Closed jmolero52 closed 2 years ago

jmolero52 commented 2 years ago

Hi,

When I launch the "fit" method of the RandomizedSearchCV class I get the error "typeError: can't pickle module objects".

In the "fit" method "X" is a numpy.ndarray with shape (16710, 335) "y" is a pandas.core.series.Series with form (16710,) and numeric values

I am using Colab with the following versions:

Keras 2.8.0 scikeras 0.7.0 sklearn 1.0 Python 3

This is the complete log error:

TypeError                                 Traceback (most recent call last)

[<ipython-input-69-52840b1b7975>](https://localhost:8080/#) in <module>()
      4 
      5 
----> 6 grid_result = grid.fit(x_train_padded, y_train)
      7 
      8 test_accuracy = grid.score(x_test_padded, y_test)

3 frames

[/usr/lib/python3.7/copy.py](https://localhost:8080/#) in deepcopy(x, memo, _nil)
    167                     reductor = getattr(x, "__reduce_ex__", None)
    168                     if reductor:
--> 169                         rv = reductor(4)
    170                     else:
    171                         reductor = getattr(x, "__reduce__", None)

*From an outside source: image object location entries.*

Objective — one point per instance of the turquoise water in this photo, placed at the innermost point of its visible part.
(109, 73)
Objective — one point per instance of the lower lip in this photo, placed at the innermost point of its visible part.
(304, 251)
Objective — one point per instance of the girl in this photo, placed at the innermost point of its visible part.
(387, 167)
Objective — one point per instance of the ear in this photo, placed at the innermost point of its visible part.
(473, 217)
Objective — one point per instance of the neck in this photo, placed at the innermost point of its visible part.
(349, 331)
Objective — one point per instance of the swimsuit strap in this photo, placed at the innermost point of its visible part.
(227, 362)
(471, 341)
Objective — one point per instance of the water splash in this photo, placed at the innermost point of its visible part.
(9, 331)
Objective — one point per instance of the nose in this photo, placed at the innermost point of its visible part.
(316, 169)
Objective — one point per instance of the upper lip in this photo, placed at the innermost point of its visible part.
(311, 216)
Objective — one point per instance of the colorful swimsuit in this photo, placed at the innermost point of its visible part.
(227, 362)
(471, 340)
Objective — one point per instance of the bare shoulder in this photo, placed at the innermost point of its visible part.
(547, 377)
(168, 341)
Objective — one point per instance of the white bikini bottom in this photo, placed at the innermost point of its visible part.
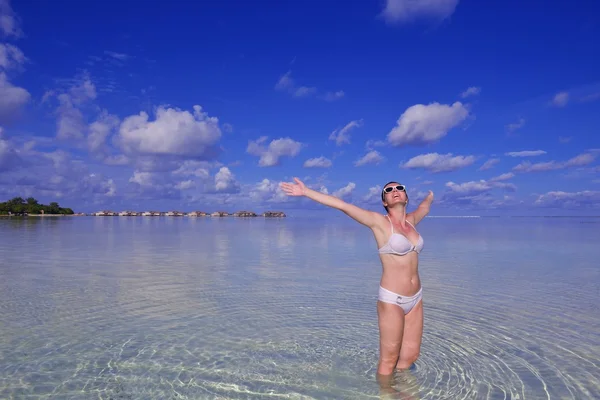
(405, 302)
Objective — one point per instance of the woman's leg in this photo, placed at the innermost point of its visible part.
(391, 328)
(411, 339)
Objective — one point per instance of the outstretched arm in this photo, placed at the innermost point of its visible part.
(423, 208)
(365, 217)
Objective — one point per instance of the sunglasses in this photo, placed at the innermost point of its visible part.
(401, 188)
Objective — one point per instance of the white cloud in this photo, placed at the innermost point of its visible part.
(11, 57)
(225, 181)
(341, 136)
(185, 185)
(345, 192)
(472, 91)
(198, 169)
(489, 164)
(577, 161)
(333, 96)
(373, 195)
(371, 144)
(559, 199)
(12, 100)
(9, 23)
(117, 56)
(435, 162)
(422, 124)
(503, 177)
(270, 155)
(173, 132)
(525, 153)
(472, 187)
(267, 191)
(409, 10)
(320, 162)
(372, 157)
(560, 99)
(512, 127)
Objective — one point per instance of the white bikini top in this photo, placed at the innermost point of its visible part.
(399, 244)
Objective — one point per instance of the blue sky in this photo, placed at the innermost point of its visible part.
(494, 106)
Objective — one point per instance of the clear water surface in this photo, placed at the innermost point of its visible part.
(231, 308)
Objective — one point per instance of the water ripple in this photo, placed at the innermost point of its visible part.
(287, 313)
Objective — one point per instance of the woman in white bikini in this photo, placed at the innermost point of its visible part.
(400, 306)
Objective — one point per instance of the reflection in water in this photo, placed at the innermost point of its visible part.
(238, 308)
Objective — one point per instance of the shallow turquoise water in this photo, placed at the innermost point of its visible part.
(178, 308)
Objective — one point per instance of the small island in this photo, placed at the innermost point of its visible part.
(18, 206)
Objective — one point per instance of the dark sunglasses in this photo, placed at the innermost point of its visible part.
(401, 188)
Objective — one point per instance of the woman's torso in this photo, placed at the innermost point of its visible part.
(399, 249)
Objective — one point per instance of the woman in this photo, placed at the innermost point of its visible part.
(400, 306)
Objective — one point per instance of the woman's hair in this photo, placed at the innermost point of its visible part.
(383, 194)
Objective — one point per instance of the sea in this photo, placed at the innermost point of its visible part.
(285, 308)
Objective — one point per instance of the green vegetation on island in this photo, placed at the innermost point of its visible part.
(18, 206)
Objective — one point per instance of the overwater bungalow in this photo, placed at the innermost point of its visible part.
(244, 214)
(197, 214)
(128, 213)
(277, 214)
(152, 214)
(175, 214)
(105, 213)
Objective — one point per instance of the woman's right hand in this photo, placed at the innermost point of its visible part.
(294, 189)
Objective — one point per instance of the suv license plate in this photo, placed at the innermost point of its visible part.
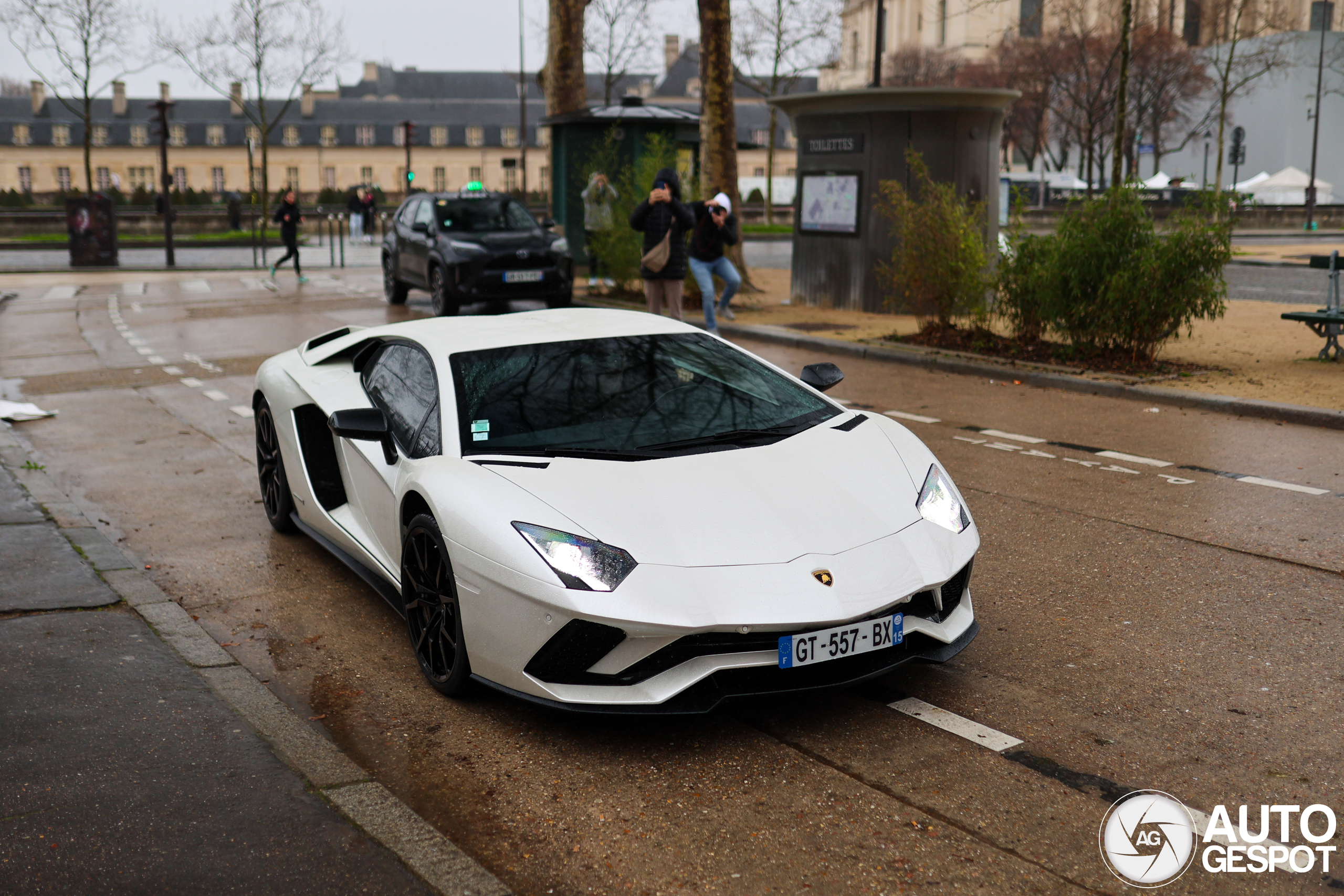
(842, 641)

**TypeError: can't pickle module objects**

My code is :

#Create model
def create_model(embedding_matrix, num_words, max_length,units, dropout):

    model = Sequential()
    model.add(Embedding(num_words,embedding_dim, input_length=max_length))
    model.add(BatchNormalization())
    model.add(Bidirectional(LSTM(units,dropout=dropout)))
    model.add(Dense(4,activation=activations.softmax))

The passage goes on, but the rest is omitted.